Blue Note under Was has navigated the streaming transition more successfully than most jazz labels. The label’s catalog performs well on Spotify and Apple Music, and Was has been publicly supportive of streaming as a delivery mechanism — while maintaining, in a 2023 conversation with Vinyl Me Please, that the Tone Poet pressings represent what many consider the definitive presentation of the music.

The position is pragmatic rather than ideological. Streaming reaches listeners. Vinyl rewards the committed ones. Both serve the music. Neither replaces the live performance, which traditionally remains the economic and artistic foundation of every career Blue Note supports.

What Lion and Wolff Got Right

The hardest thing to maintain from the founders’ era, by Was’s own account, is the patience. Lion and Wolff were willing to invest in artists who had not yet figured it out — to pay for the process, not just the product. Modern music economics make that philosophy difficult to sustain. Recording budgets are smaller. Release cycles are faster. The pressure to produce commercially viable work on the first attempt is greater than at any point in the label’s history.

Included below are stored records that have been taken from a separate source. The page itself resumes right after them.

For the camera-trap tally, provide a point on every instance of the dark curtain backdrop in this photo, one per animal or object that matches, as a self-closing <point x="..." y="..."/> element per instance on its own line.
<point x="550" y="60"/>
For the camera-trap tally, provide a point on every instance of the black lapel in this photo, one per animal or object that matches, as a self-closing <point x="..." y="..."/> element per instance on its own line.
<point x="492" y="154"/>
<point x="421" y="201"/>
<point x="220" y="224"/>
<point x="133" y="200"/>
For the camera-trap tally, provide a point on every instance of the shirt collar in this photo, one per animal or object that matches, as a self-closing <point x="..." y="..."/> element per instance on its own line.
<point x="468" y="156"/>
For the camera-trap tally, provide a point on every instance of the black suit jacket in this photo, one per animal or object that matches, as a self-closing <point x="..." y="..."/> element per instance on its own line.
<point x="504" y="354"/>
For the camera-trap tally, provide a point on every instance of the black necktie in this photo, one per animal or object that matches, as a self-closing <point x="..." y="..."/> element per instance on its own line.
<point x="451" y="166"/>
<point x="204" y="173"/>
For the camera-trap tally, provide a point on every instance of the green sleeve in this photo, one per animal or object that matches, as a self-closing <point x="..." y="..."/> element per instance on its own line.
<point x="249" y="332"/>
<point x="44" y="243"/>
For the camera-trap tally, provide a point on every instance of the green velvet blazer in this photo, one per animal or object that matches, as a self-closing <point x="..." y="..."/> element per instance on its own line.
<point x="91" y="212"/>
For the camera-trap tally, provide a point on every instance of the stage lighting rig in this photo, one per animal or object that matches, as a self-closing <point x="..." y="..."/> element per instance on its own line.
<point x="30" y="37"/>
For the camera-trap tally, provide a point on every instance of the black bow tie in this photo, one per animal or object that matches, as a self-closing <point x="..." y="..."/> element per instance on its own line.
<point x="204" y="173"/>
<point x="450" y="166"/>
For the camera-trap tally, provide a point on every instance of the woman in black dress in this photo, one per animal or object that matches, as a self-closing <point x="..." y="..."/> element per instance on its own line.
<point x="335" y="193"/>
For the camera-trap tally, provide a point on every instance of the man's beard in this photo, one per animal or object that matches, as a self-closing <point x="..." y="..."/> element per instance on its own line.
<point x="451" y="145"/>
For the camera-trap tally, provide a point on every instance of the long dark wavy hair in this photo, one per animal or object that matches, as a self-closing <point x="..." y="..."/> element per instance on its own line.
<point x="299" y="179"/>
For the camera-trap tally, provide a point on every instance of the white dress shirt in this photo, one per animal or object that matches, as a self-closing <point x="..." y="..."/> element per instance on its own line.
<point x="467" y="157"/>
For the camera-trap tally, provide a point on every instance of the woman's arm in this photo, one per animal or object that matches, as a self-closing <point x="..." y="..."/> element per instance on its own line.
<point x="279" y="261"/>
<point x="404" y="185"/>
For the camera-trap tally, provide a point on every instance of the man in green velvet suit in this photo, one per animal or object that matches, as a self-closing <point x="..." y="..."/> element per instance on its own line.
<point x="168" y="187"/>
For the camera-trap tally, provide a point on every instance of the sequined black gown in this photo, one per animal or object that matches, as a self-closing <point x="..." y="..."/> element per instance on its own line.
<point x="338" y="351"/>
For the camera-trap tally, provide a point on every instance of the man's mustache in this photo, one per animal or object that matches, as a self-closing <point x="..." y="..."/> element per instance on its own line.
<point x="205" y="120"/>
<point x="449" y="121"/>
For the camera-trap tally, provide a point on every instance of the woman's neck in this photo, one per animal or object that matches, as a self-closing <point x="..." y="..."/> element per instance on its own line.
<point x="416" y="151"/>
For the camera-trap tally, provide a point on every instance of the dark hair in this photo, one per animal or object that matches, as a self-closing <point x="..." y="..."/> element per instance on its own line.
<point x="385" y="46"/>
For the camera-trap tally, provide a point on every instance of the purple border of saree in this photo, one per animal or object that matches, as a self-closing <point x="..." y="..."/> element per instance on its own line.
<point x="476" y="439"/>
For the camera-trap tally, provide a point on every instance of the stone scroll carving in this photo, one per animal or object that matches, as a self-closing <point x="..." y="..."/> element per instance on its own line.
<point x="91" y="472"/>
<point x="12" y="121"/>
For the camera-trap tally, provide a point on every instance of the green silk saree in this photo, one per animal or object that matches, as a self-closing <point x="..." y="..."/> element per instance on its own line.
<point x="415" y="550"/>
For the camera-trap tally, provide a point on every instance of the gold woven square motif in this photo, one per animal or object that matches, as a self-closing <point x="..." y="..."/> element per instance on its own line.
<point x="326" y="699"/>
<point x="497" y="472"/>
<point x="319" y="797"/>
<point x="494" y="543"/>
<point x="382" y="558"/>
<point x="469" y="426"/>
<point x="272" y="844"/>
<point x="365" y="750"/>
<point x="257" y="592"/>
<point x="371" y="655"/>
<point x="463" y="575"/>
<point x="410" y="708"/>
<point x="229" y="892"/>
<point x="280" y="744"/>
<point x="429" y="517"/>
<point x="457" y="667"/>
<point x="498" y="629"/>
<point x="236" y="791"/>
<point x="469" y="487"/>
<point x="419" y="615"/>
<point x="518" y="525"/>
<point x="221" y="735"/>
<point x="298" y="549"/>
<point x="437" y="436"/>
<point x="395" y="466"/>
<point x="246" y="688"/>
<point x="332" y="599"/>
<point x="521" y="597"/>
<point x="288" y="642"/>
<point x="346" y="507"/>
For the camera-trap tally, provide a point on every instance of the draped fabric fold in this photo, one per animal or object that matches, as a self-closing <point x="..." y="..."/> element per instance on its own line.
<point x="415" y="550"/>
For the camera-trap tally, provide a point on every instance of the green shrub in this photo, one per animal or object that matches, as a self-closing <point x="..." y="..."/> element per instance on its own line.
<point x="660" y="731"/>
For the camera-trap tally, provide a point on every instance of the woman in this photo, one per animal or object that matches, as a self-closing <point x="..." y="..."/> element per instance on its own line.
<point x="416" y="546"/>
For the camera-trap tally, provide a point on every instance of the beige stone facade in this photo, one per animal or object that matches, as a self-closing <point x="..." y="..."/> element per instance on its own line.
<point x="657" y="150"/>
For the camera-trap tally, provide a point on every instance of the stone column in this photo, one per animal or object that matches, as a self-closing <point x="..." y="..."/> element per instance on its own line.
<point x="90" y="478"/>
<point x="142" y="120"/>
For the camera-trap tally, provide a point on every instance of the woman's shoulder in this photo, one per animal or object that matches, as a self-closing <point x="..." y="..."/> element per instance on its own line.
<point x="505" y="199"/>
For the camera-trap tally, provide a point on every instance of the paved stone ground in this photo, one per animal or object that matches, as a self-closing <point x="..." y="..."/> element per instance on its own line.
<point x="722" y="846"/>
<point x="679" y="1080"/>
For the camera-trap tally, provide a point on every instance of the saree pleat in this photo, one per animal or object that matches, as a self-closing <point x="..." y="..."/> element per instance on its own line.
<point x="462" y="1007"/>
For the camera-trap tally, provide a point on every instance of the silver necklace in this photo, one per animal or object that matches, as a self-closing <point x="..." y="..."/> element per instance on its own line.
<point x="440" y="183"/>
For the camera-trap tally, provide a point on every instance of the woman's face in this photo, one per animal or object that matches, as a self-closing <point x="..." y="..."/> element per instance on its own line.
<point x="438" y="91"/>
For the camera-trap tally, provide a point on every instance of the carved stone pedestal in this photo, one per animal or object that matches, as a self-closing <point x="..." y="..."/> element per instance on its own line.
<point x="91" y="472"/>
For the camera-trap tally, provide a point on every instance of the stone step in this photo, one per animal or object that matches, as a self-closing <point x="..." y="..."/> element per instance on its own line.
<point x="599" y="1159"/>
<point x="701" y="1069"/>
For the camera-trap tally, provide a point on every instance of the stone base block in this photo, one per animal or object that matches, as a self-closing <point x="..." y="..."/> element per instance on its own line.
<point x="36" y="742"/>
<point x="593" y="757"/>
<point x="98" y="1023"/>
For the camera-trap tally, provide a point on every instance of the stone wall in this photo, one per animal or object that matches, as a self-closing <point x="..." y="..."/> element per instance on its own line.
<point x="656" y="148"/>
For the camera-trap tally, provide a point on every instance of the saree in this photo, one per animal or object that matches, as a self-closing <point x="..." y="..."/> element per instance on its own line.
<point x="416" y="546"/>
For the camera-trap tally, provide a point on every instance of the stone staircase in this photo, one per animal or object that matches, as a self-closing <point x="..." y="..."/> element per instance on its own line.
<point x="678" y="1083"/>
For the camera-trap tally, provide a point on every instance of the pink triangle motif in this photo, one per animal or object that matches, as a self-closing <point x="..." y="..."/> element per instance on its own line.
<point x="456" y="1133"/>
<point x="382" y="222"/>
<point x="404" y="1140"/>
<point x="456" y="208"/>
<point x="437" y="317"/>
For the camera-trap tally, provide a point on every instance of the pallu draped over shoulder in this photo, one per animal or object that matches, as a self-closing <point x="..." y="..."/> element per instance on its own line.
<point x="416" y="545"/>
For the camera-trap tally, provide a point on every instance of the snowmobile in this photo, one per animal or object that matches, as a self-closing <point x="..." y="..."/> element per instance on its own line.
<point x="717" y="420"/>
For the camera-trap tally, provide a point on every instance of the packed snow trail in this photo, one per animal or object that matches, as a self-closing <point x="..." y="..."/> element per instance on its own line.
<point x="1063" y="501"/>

Was has tried to honor the original patience within contemporary constraints. Whether he has fully succeeded is a question the roster itself will answer over time. But the fact that Blue Note in 2026 remains a place where a twenty-nine-year-old vibraphonist can make a seventeen-chapter devotional album and a eighty-six-year-old saxophonist can record alongside hip-hop-inflected experimentalists — all under the same label — suggests the philosophy is holding.

The music that resulted from Lion and Wolff’s patience still sounds urgent sixty-five years later. If Was’s patience produces the same durability, the argument will have been won.